The judgment is affirmed.
KENNEDY, A.C.J., and GROSSE, J., concur.
Review denied at 127 Wash. 2d 1017 (1995).
NOTES
[1] The Legislature amended the structure of RCW 46.61.520 in 1991. The substance of the statute remains the same.
[2] In each case, the violation must be the proximate cause of the injury. The injury, in turn, must be a proximate cause of death. State v. McAllister, 60 Wash. App. 654, 657-58, 806 P.2d 772 (1991).
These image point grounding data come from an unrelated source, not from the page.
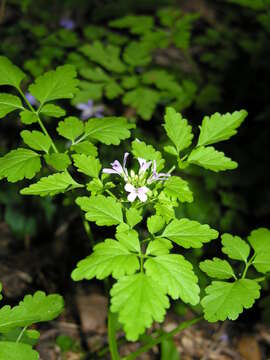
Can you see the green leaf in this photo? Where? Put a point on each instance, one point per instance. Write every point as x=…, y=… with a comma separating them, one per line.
x=189, y=233
x=19, y=164
x=147, y=152
x=144, y=100
x=87, y=164
x=227, y=300
x=159, y=247
x=155, y=223
x=57, y=84
x=110, y=257
x=28, y=117
x=52, y=110
x=17, y=351
x=235, y=247
x=175, y=274
x=133, y=293
x=9, y=103
x=70, y=128
x=51, y=185
x=9, y=73
x=210, y=158
x=178, y=188
x=260, y=241
x=85, y=147
x=137, y=24
x=107, y=56
x=133, y=217
x=103, y=210
x=108, y=130
x=130, y=239
x=177, y=129
x=217, y=268
x=36, y=140
x=137, y=54
x=58, y=161
x=113, y=90
x=219, y=127
x=33, y=309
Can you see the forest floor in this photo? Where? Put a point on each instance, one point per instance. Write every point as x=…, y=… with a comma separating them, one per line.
x=84, y=319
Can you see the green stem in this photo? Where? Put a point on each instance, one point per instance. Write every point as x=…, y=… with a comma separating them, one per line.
x=39, y=120
x=159, y=339
x=247, y=265
x=21, y=334
x=112, y=336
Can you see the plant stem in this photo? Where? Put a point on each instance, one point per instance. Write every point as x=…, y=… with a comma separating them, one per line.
x=164, y=336
x=39, y=120
x=21, y=334
x=112, y=336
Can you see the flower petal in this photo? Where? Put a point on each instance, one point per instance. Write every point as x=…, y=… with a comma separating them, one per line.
x=130, y=188
x=132, y=196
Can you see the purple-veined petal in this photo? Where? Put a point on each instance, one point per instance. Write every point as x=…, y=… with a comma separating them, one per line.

[3] Tang has filed a motion to stay proceedings in this case pending the Supreme Court's resolution of State v. Salas, 74 Wash. App. 400, 873 P.2d 578, review granted, 125 Wash. 2d 1007 (1994). Salas presents the issue of whether RCW 46.61.520 requires the defendant's intoxication be a proximate cause of the victim's death. The Supreme Court's resolution of Salas, therefore, may impact its holding in MacMaster and cases relying on MacMaster. The issue presented in Salas, however, is not before us. We are not deciding whether causation is a required element of the DWI means of committing vehicular homicide. Rather, we are deciding whether this element was properly alleged in the charging document. Because we conclude that it is, whatever result the Supreme Court reaches in Salas will have no bearing on the result we reach here. The Appellant's motion to stay the proceedings in this case is therefore denied.
[4] Tang does not contend that the information fails to allege a causal connection as to the other means with which he was charged operating a motor vehicle with disregard for the safety of others.
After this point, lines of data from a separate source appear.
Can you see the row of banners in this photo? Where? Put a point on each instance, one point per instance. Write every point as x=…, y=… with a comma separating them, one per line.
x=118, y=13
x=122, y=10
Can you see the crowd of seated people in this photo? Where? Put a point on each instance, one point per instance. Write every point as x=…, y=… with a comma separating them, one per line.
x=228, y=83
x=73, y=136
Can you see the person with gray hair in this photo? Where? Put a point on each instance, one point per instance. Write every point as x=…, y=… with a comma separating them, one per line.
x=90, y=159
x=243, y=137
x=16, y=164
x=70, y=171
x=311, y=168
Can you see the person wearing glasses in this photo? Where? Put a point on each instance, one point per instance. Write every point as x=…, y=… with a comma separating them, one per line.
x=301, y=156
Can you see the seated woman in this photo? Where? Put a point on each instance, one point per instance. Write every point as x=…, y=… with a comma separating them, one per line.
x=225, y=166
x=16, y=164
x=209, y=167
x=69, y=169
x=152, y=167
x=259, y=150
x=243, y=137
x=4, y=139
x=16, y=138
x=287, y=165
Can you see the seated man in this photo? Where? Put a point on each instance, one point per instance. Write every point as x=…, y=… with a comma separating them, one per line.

[5] Sanchez challenged the information for the first time on appeal.
[6] Schad was charged with first degree felony murder and first degree premeditated murder. He was convicted of first degree murder by general verdict. A plurality of the Court concluded that the mental states of felony murder (which is intent to murder combined with an independent felony) and premeditated murder could reasonably be considered moral equivalents and that defining the two as alternative means, rather than separate crimes, did not offend due process.
[7] Prior to July 1, 1990, all three means of violating the statute were assigned the same seriousness level under the Sentencing Reform Act of 1981. See State v. May, 68 Wash. App. 491, 495, 843 P.2d 1102 (1993); RCW 9.94A.320. Currently, the DWI means of committing vehicular homicide has a seriousness level of 9; vehicular homicide by operation of a vehicle in a reckless manner has a seriousness level of 8, and vehicular homicide by disregard for the safety of others has a seriousness level of 7. RCW 9.94A.320.
[8] Fortune was neither argued nor decided when the instant case was argued. Thus, the parties were not aware of our disposition of this issue.